Democrats have naturally promised to oppose these changes with every breath remaining in their bodies; it will all make for some very entertaining C-SPAN.

And while the range of legislative opinions at this point is well known to anyone who even casually follows financial regulation, the opinions of the people those legislators represent is somewhat less well known. Or at least is had been — but the good people at Pew decided to take the public temperature on financial regulation.

The big take-away: the divided Washington climate reflects divided public opinion. Overall, 49 percent of Americans believe “the government has not gone far enough in regulating financial institutions and markets, leaving the country at risk of another financial crisis,” while 42 percent say the government has gone too far, “making it harder for the economy to grow.” The remaining 9 percent are satisfied with the current amount of financial regulation.

At least one piece of data stands out when it comes to who likes — and doesn’t like — financial regulation.

Public Opinion by the Numbers

As one might expect, citizen opinion on financial regulation trackers pretty clearly aligns with political affiliation. By roughly two-to-one, Republicans and Republican-leaning independents favor the belief that regulations have gone too far — 63 percent — to the 31 percent that believe more regulation is necessary.

The trend snaps the opposite direction among Democrats and Democratic-leaning independents — 62 percent favor more regulation as opposed to 29 percent that think it has gone too far.

That partisan gap is a fairly consistent feature of this data set, and has held more or less since Pew first started surveying the question in 2013.

Age also played an important part in the view. Among Americans younger than 30, only a third say the government has gone too far in regulating financial institutions, while about 52 percent feel that more regulation is needed. Among older Americans, the divide is closer: 40 percent of those older than 65 believe government oversight has been insufficient, and 46 percent believe regulators have gone too far.
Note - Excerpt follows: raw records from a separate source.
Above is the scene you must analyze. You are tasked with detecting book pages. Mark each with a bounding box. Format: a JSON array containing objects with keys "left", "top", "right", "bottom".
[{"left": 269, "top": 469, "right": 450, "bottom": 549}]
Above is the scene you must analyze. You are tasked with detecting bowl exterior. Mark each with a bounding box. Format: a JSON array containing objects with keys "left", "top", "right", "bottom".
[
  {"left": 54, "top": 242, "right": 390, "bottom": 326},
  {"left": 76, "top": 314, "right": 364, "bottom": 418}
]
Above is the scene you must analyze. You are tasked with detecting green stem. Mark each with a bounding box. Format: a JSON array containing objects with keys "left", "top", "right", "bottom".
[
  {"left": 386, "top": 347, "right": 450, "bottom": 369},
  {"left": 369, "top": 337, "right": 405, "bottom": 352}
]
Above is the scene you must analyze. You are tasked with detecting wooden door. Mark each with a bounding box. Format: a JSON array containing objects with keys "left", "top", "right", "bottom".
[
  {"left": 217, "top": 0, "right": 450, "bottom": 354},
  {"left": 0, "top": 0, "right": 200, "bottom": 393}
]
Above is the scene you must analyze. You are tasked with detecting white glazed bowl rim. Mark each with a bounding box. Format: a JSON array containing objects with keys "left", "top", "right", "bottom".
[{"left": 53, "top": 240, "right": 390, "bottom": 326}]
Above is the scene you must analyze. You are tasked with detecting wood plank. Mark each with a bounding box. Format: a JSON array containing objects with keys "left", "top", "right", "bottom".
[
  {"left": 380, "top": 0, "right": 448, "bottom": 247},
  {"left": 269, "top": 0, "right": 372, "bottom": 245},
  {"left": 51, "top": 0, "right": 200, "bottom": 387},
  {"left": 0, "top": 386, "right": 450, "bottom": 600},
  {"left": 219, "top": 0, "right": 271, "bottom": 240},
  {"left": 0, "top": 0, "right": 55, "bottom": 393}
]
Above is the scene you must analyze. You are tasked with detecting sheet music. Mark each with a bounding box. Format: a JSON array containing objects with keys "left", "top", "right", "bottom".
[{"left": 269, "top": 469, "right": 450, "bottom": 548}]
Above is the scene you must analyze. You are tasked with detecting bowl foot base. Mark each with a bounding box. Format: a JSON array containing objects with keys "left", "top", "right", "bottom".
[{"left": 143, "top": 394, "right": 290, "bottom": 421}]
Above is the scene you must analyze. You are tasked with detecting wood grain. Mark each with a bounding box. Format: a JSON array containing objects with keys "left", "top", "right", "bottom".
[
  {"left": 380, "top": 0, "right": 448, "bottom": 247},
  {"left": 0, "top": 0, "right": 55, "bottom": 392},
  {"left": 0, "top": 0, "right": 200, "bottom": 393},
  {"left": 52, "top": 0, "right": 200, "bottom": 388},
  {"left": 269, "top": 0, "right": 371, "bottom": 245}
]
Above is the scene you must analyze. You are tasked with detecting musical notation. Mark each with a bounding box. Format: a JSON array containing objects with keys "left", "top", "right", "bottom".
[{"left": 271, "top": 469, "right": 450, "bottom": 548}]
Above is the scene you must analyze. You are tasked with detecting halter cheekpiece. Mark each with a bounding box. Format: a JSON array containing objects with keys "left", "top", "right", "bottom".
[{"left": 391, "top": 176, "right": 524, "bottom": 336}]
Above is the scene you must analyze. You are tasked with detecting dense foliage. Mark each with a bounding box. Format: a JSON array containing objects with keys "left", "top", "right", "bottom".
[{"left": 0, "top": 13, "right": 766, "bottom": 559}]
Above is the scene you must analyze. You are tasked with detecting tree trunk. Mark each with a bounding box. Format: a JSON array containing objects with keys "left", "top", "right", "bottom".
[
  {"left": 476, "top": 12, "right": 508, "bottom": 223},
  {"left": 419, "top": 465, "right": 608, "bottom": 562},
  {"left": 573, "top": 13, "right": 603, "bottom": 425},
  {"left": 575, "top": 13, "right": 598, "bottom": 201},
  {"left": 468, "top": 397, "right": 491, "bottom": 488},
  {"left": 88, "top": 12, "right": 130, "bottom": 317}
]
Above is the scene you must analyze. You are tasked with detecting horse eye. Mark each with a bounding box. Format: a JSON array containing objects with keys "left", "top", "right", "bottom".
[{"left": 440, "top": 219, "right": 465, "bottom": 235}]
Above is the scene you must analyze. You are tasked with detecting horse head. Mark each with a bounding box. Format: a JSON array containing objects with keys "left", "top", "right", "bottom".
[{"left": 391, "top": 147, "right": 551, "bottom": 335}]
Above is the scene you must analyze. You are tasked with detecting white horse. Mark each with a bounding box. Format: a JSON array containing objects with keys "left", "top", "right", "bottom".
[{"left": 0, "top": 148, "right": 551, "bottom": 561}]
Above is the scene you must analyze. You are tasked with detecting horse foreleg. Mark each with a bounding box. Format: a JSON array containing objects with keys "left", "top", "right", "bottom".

“As Donald Trump and congressional Republicans take steps to roll back Obama-era financial regulations, the public remains divided over whether regulations of financial institutions have gone too far or not gone far enough,” Samantha Smith, a Pew research assistant noted of the results.

A country divided — though there’s one area where the division is particularly stark and notable.

Education Level Makes a Difference

The more educated one is, the more likely one is to believe in additional financial regulation. Among those with at least a four-year degree, 56 percent want more regulation, while just 34 percent say regulation has gone too far.

By comparison, among those with no more than a high school diploma, 41 percent report thinking that there has not been enough regulation of the financial sector, while 51 percent say the government has gone too far regulating these institutions.

That figure should jump out a little bit, because consumers with a high school degree — as opposed to a four-year degree or higher — are also among the groups of citizens that are A) most likely to be underbanked and B) most likely to use alternative financial services like payday loans. High school graduates outnumber college graduates when it comes to seeking payday loans each year.

Which means this is a case where perhaps having more education might mean one knows less about a topic — like how financial regulations can make life harder. It seems at least worth noting that 51 percent of the population most likely to be affected by regulations (which are often explicitly sold as a form of protection for undereducated consumers) would like there to be less of them.

What, if any, difference public opinion will make on this issue — given the rather staggeringly stacked emotions on both sides in the federal legislature — remains to be seen. But it seems something needs fixing, since at present only nine percent of the country thinks it is being competently financially regulated.